Zheng Guo Zong ve Zheng Jia Ming de şokla arabayı kaptı, hemen peşinden koştular.
Zhan Bei Tian bir şey demeden kaçan üçlünün ardından bakakaldı.
Xiang Guo, “Önde telefon tutan kişi Mu Yi Fan’a benziyordu.”
Mao Yu, “Bana da öyle geldi.”
Lu Lin, “bence de.”
Sun Zi Hao, “Kesin o.”
Zhan Bei Tian, “…”
Xiang Guo, “Ama Mu Yi Fan şu an B Şehri’nde değil mi? Kaldı ki bizi görüp hayalet görmüş gibi kaçtı. Tanıdığımız Mu Yi Fan olsa, önünde on bin düşman olsa yine de kaçmazdı.”
Mu Yi Fan fazla sinsiydi. Bu huyları olmasa Zhan Bei Tian dışında hayran olunacak kişi kesinlikle o olurdu. Düşmanı bile suratından tırsıyordu.
Mao Yu, “Ayy! Üçüncü kata koştular! Orası zombi dolu!”
Mao Yu’nun bağrışından sonra o karizmatik, soğukkanlı patronları da üçüncü kata doğru fırlayınca ekip küçük çaplı bir şok geçirdi.
Zhan Bei Tian üçüncü kata vardığında birkaç zombiyi vurdu ama sonra bir gariplik fark etti.
Hiçbir zombi Mu Yi Fan’a yaklaşmıyordu! Hatta beş metre uzağında durup titriyorlardı.
Zhan Bei Tian, Mu Yi Fan’ın tehlikede olmadığını görünce geri dönmeye karar verdi.
“Yukarıda fazlasıyla zombi var, hadi aşağı inip eşyaları arabaya koyalım.”
“E peki yukarıdaki üç kişi? Ya orada başka hayatta kalanlar da varsa?”
Zhan Bei Tian kaşlarını çattı, “Onlar kendileri çıkar.”
Mao Yu bir şeyler sormak istedi ama sormadı.
Üçüncü katta Mu Yi Fan, Zheng Guo Zong ve oğlunu bir odaya soktu ardından derin bir nefes aldı.

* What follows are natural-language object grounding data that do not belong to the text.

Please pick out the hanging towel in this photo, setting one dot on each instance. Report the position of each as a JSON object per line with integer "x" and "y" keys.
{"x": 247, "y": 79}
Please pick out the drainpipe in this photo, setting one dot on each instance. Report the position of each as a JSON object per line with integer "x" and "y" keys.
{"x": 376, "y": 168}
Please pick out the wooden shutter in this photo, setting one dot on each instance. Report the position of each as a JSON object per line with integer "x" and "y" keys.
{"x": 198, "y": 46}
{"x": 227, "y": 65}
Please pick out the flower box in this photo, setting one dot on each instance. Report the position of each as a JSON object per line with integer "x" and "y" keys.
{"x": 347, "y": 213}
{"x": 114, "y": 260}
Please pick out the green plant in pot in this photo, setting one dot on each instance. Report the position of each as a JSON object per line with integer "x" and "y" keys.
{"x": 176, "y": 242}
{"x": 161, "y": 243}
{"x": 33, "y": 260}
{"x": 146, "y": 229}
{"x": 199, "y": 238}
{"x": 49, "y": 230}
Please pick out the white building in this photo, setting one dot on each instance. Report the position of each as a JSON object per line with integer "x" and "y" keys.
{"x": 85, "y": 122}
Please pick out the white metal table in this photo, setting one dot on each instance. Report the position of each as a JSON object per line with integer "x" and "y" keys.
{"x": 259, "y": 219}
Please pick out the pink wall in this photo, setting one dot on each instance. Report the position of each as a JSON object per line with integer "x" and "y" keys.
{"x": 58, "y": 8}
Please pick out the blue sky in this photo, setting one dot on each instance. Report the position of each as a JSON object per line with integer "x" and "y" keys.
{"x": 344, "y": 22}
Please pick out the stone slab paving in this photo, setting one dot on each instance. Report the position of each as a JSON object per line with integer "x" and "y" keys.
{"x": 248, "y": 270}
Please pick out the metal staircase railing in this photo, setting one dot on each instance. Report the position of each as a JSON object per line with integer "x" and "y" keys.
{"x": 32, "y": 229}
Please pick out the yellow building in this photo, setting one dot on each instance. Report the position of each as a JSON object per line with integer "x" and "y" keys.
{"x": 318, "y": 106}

“Resmen perili köşk gibi burası, korkudan ödüm koptu.”
Zhan Bei Tian’dan kaçacağım derken dördüncü kattaki zombileri unutmuştu. Tam o sırada bir zombi fırlayıp Zheng Guo Zong’a saldırmaya kalktı. Mu Yi Fan’ın dalgınlığına denk geldiğinden önce korkup tiz bir çığlık attı sonra attığı çığlıktan utanıp hızla zombiyi yere serdi.
Zheng Guo Zong Mu Yi Fan’ın sırtını okşadı.
“İyi misin?”
Zombinin saldırdığı kişi Zheng Guo Zong’du ama korkup çığlık atan kişi Mu Yi Fan’dı.
Zheng Jia Ming, “Bundan sonra önden ben gideyim.”
Mu Yi Fan el salladı “Yok yok, grup yüzünden dalmıştım da ondan korktum.”
Zheng Jia Ming sorarcasına kaşını kaldırdı, “Kimdi onlar? Neden bu kadar korktun?”